6Enfin, une troisième partie met au jour certaines dérives de la globalisation du genre comme pensée et cadre d’action publique. Ainsi, comme le démontre Isabelle Guérin, l’action des ONG en faveur de l’émancipation des femmes en Inde du Sud (via notamment l’aide à l’obtention de microcrédits permettant aux femmes pauvres et rurales de gagner en autonomie) a ouvert la voie aux « prêteurs » privés (particuliers, banques commerciales) et a engendré la constitution d’un véritable marché financier féminin. L’enquête de Jane Freedman en République démocratique du Congo met au jour les impacts locaux de la politique internationale de lutte contre les viols en situation de conflit armé : la surexposition médiatique et politique de ces viols s’est faite au détriment d’autres formes de violences domestiques, qui ont survécu aux guerres successives et à l’action des organisations internationales. Enfin, l’étude d’Amélie Le Renard pointe les dérives d’un « Women’s Rights Washing » en Arabie Saoudite : l’État s’empare de l’injonction internationale à l’égalité entre femmes et hommes pour redorer son image sur la scène globale (mettant par exemple en scène des femmes saoudiennes lors de négociations diplomatiques, sans que cela n’ait un réel impact sur l’avancée des droits des femmes en Arabie Saoudite) ; les médias français ne relaient pour leur part que des figures féministes saoudiennes libérales et critiques de la religion – ils perpétuent ainsi des stéréotypes islamophobes, voire racistes, et invisibilisent les actions de groupes féministes qui ne répondent pas aux canons occidentaux de la femme moderne.

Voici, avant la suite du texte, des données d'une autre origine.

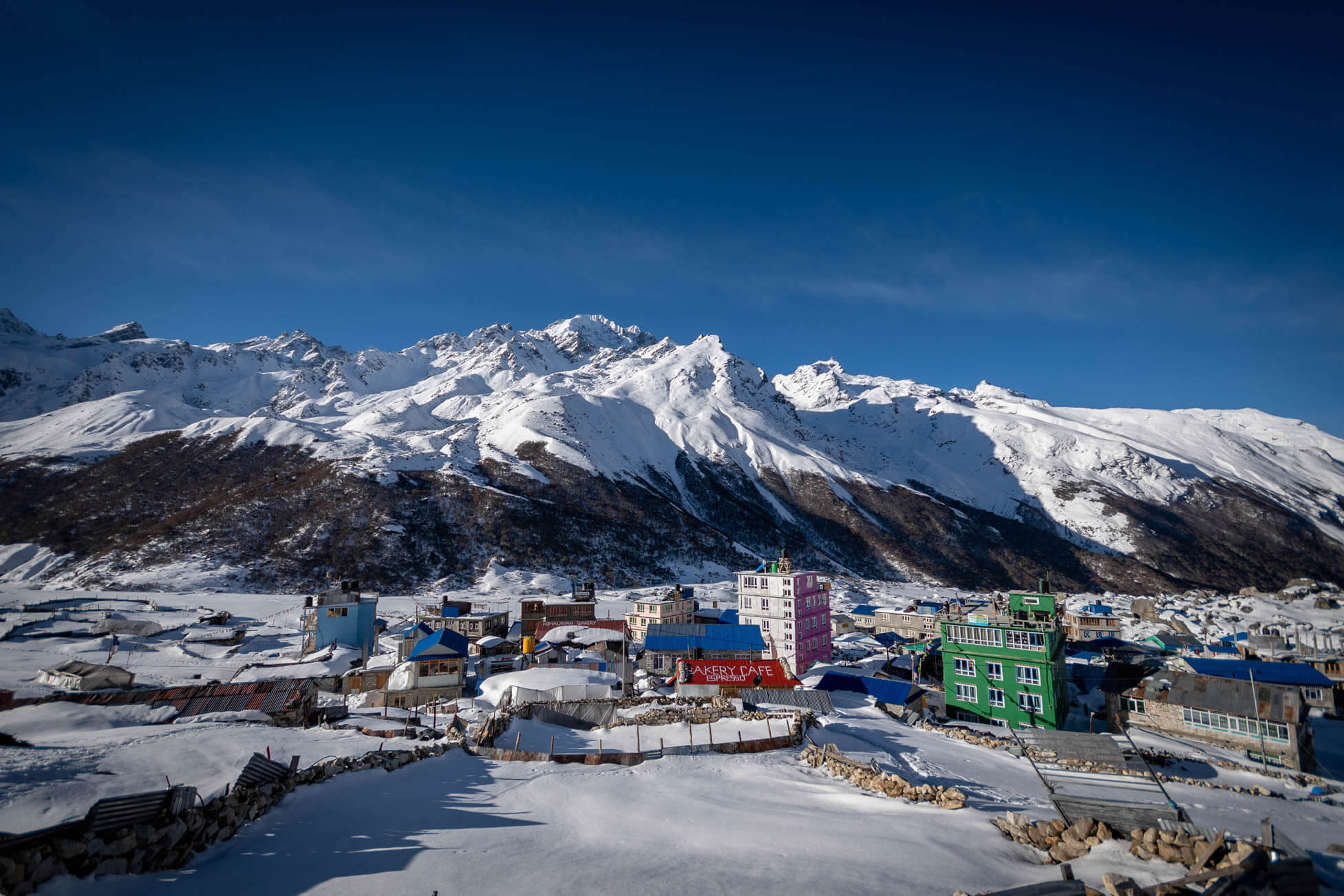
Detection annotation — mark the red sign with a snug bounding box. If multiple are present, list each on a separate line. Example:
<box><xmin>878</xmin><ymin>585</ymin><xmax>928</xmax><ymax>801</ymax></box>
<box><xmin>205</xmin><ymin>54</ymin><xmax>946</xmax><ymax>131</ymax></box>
<box><xmin>677</xmin><ymin>659</ymin><xmax>798</xmax><ymax>687</ymax></box>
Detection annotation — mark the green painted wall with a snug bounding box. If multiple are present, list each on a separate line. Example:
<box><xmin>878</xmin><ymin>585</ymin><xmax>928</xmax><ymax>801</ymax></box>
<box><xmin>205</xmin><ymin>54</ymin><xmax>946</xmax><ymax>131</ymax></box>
<box><xmin>939</xmin><ymin>622</ymin><xmax>1069</xmax><ymax>728</ymax></box>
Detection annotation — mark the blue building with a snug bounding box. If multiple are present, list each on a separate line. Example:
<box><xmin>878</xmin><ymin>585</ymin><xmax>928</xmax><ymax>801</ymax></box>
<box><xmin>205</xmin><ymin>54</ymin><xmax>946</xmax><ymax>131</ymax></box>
<box><xmin>640</xmin><ymin>623</ymin><xmax>765</xmax><ymax>672</ymax></box>
<box><xmin>303</xmin><ymin>580</ymin><xmax>378</xmax><ymax>657</ymax></box>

7Grâce à la diversité des échelles qui sont convoquées dans chaque contribution, à la connaissance et la retranscription fines des réalités de chaque région étudiée, au croisement des méthodes et à la confrontation des terrains, cet ouvrage collectif parvient à dégager les principales problématiques d’un « genre » (en tant que savoir et cadre d’action publique) global. Néo-colonialisme culturel, injonctions internationales et ingérences semblent provoquer des dégâts certains dans des régions où les réalités socio-historiques sont mal connues des organisations internationales. Pour autant, la catégorie « genre » circule et se transforme au gré des acteurs investis dans sa définition. Les réappropriations locales semblent proposer les contours d’une définition globalisée et globalisante du concept de genre. Il n’en demeure pas moins que le « genre » ne semble pas émerger comme catégorie de pensée et d’action autonome sur la scène internationale, tant sa convocation semble dépendante de certains enjeux individuels, locaux, nationaux et internationaux qui mettent à mal l’idéal d’une communauté féministe globale. Cet ouvrage, en tout cas, remplit les objectifs que les contributrices s’étaient fixés : proposer un retour critique sur la globalisation de la catégorie « genre », en tant que catégorie heuristique de production de savoirs d’une part, et en tant que cadre d’action publique internationale d’autre part.
Notes
1 Rose-Marie Lagrave, « Recherches féministes ou recherches sur les femmes ? », Actes de la recherche en sciences sociales, n° 83, 1990, p. 27-39, p. 28.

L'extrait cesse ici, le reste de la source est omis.